What happens on a ADI mismatch?


Let's trigger an ADI mismatch from within our code:

       /* Tag the first two cachelines */
        tagged_buffer = adi_set_version(buffer, 128, 7);
        printf("Versioned buffer address: %p\n", tagged_buffer);        

        /* Tag the next two cachelines with a different value */
        nextbuffer = adi_set_version(buffer + 128, 128, 8);
        printf("Versioned next buffer address: %p\n", nextbuffer);

        /* Access with correct version goes through */
        tagged_buffer[0] = 'a';
        printf("first store acces: %c\n", tagged_buffer[0]);
        /* Access with incorrect version traps */
        tagged_buffer[130] = 'b';
        /* segfault...*/        
        printf("second store access: %c\n", nextbuffer[2]);

The second access from tagged_buffer, performed with a pointer with version 7 over a memory line tagged with version 8 is detected by ADI, which nullifies the store (mismatching stores never go through) and raises an exception, whose final outcome is to send a SIGSEGV down to the process. Let's see it in action:

darkhelmet$ ./adi_base_test
[...]
Buffer address before versioning: ffffffff7f5ec000
Versioned buffer address: 7fffffff7f5ec000
Versioned next buffer address: 8fffffff7f5ec080
first store acces: a
Segmentation Fault (core dumped)
darkhelmet$

We got the expected Segmentation Fault and a nice core dump.

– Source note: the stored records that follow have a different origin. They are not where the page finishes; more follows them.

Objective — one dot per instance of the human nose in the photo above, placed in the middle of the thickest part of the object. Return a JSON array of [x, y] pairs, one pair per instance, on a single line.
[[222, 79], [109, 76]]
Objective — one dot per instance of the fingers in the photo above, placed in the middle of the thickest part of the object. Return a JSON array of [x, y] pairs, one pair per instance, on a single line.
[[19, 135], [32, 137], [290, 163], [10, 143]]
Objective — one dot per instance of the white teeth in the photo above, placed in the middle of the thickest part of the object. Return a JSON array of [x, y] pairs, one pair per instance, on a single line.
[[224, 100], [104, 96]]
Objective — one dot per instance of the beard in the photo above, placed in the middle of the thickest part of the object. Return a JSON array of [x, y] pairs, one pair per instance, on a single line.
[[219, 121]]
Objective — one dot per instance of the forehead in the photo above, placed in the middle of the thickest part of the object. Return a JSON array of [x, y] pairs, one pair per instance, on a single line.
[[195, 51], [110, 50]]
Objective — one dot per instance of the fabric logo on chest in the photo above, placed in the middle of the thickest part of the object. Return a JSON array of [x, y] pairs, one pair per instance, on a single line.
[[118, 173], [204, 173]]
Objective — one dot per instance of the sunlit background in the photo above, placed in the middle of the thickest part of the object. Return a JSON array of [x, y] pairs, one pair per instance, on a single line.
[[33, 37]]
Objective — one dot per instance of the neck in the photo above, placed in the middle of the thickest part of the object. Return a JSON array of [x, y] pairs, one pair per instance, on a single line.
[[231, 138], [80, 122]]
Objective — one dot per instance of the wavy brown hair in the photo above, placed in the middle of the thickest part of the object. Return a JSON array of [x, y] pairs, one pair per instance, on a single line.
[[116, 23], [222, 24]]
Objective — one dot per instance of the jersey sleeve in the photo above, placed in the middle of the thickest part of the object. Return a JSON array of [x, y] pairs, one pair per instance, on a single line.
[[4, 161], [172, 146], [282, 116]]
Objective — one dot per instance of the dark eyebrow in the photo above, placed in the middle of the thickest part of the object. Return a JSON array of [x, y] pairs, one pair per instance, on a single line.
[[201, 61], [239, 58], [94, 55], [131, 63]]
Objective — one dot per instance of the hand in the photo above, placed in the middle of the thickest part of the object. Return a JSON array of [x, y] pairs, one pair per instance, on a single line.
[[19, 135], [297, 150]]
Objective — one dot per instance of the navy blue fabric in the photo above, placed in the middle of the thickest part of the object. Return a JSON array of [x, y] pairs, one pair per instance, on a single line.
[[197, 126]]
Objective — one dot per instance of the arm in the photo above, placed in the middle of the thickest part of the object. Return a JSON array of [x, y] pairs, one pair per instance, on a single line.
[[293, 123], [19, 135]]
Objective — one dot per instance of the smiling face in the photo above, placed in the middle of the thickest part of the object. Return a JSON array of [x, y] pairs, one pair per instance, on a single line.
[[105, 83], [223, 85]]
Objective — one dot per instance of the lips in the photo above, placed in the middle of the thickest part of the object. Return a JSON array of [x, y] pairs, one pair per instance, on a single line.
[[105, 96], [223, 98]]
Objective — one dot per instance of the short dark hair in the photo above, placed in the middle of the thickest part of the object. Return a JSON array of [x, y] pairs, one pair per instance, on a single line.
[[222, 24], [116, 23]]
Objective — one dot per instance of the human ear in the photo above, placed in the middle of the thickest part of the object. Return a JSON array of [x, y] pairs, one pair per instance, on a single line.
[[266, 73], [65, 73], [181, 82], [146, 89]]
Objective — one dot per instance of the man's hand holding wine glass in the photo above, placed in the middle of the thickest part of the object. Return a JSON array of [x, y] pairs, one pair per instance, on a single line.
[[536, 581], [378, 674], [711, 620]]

Let's dig into it a little bit:

darkhelmet$ mdb ./core
Loading modules: [ libc.so.1 ld.so.1 ]
adi_base_test:core> ::status
debugging core file of adi_base_test (64-bit) from darkhelmet
file: /tmp/adi_base_test
initial argv: ./adi_base_test
threading model: raw lwps
status: process terminated by SIGSEGV (Segmentation Fault)
, ADI deferred mismatch, pc=100001188
adi_base_test:core> 100001188::dis
main+0x130:                     call      +0x100320     
[...]
main+0x158:                     stb       %l0, [%i4 + 0x82]
[...]
main+0x17c:                     restore
_init:                          save      %sp, -0xb0, %sp
adi_base_test:core> ::regs
%g0 = 0x0000000000000000                 %l0 = 0x0000000000000062 
%g1 = 0x0000000000000004                 %l1 = 0x0000000100000c80 
%g2 = 0x0000000000000000                 %l2 = 0x7fffffff7f5ec000 
%g3 = 0x0000000000000000                 %l3 = 0x0000000000000000 
%g4 = 0x00000000782f296a                 %l4 = 0x0000000000000061 
%g5 = 0xffffffff7f0486e4 libc.so.1`_sobuf+0x18 %l5 = 0x0000000100000cf0 
%g6 = 0x0000000000000000                 %l6 = 0x0000000000002800 
%g7 = 0xffffffff7f5c2a40                 %l7 = 0xffffffff7f548f08 
%o0 = 0x0000000100000d78                 %i0 = 0x0000000000000001 
%o1 = 0x0000000000000000                 %i1 = 0xffffffff7ffff808 
%o2 = 0x0000000000000000                 %i2 = 0xffffffff7ffff818 
%o3 = 0xffffffff7f030000                 %i3 = 0x8fffffff7f5ec080 
%o4 = 0x0000000000000000                 %i4 = 0x7fffffff7f5ec000 
%o5 = 0xffffffff7f037fdc libc.so.1`_iob+0xa4 %i5 = 0xffffffff7f5ec000 
%o6 = 0xffffffff7fffee71                 %i6 = 0xffffffff7fffef51 
%o7 = 0x0000000100001190      main+0x160 %i7 = 0x0000000100000ea8 _start+0x108

 %ccr = 0x99 xcc=NzvC icc=NzvC
   %y = 0x0000000000000000
  %pc = 0x0000000100101480 PLT=libc.so.1`printf
 %npc = 0x0000000100101484 PLT=libc.so.1`printf
  %sp = 0xffffffff7fffee71
  %fp = 0xffffffff7fffef51

 %asi = 0x82
%fprs = 0x07
adi_base_test:core> 

Two things are immediately evident:

  • ADI tells us that a trap was raised by the execution at pc=100001188 (main+0x158), which is where we expected it to happen, at the store into the mismatching cache line.
  • There is surprisingly scarce information about the trap: on what virtual address? because of what mismatching value? All we get reported is a program counter and that 'deferred' definition, which seems to be intuitively matched by the fact that %pc and %npc are not at the reported faulting instruction, but somewhere further down into the next printf() call.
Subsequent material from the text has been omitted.